All four are discussing how great it would be to be white.
Because white people have bread, son. And son, they have pretty eyes and long hair. They live in Miami and cake up. White people have a lot of cats though, and they stink. But son, they have pretty, long hair, like these ones standing in front of us. Black girls have short hair. It’s not fair. We’re stuck with short hair.
“I have long hair and I’m not white,” the light skinned one offers.
One of her dark friends–the loudest, bustiest of the quartet—retorts, “Bitch, you ain’t all Black! You know you got something in you, some Indian or Puerto Rican.”
All four laugh.
Soon the conversation turns to shape—how the light-skinned one is real skinny.
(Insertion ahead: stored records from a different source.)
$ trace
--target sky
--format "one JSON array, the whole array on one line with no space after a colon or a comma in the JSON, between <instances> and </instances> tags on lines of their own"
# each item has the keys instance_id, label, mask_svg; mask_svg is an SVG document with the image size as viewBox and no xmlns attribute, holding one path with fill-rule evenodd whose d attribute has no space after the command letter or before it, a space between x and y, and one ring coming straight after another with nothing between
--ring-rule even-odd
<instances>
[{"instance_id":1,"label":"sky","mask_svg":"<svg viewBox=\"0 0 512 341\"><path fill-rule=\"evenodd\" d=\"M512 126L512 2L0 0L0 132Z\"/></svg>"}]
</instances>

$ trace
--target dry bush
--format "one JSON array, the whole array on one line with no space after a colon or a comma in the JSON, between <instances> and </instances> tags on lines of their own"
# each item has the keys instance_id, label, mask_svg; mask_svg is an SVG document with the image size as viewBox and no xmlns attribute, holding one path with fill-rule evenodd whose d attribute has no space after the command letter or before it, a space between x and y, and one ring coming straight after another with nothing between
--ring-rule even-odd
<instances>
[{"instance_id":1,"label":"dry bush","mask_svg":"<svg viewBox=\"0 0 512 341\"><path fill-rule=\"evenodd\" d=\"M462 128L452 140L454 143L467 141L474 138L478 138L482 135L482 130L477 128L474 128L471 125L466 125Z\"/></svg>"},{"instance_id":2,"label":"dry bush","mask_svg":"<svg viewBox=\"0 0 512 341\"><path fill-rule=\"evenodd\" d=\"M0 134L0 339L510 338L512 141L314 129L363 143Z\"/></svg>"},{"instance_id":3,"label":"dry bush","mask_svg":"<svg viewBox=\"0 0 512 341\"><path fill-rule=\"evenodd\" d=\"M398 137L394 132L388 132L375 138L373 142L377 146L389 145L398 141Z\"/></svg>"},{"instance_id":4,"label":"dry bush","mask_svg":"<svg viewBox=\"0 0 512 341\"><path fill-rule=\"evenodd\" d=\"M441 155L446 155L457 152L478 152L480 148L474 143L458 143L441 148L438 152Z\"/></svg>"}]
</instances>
“Skinny bitch,” says the loud one. “Skinny bitch, you need to eat more chicken and more McDonalds.”
“Niggas like thick girls with guts,” another adds.
“Come get this gut, nigga!” the loud one screams theatrically. Her tummy is peeking out of the bottom of her shrunken T-shirt. It says, “Single and ready to mingle.”
The light skinned one plays it off: “So what if I’m skinny? I’m skinny because I’m a virgin.”
“NOT!” her friends scream in unison.
“Well to my mother I am a virgin,” she quips.
All four laugh.
After awhile, the light one stands up to stretch. One of her girls points at her crotch and claims to see a period stain. She’s being cruel; there’s no scarlet. But she won’t quit: “I’m telling you this because I care. You either have your period on your pants or you sat in something red.”
Stricken, the light one extends her waistband and peers down at her crotch. “I knew it. I knew I didn’t have my period on my pants,” she says quietly.
She sits back down and her arm brushes against mine. Several moments later she turns to me.
“For what?” I ask.
“I touched you and I’m sorry.”
I right my eyes and put on the most neutral smile I can muster. “It’s OK. It was just a soft touch.”
I know I owed her more. But I didn’t know what to give.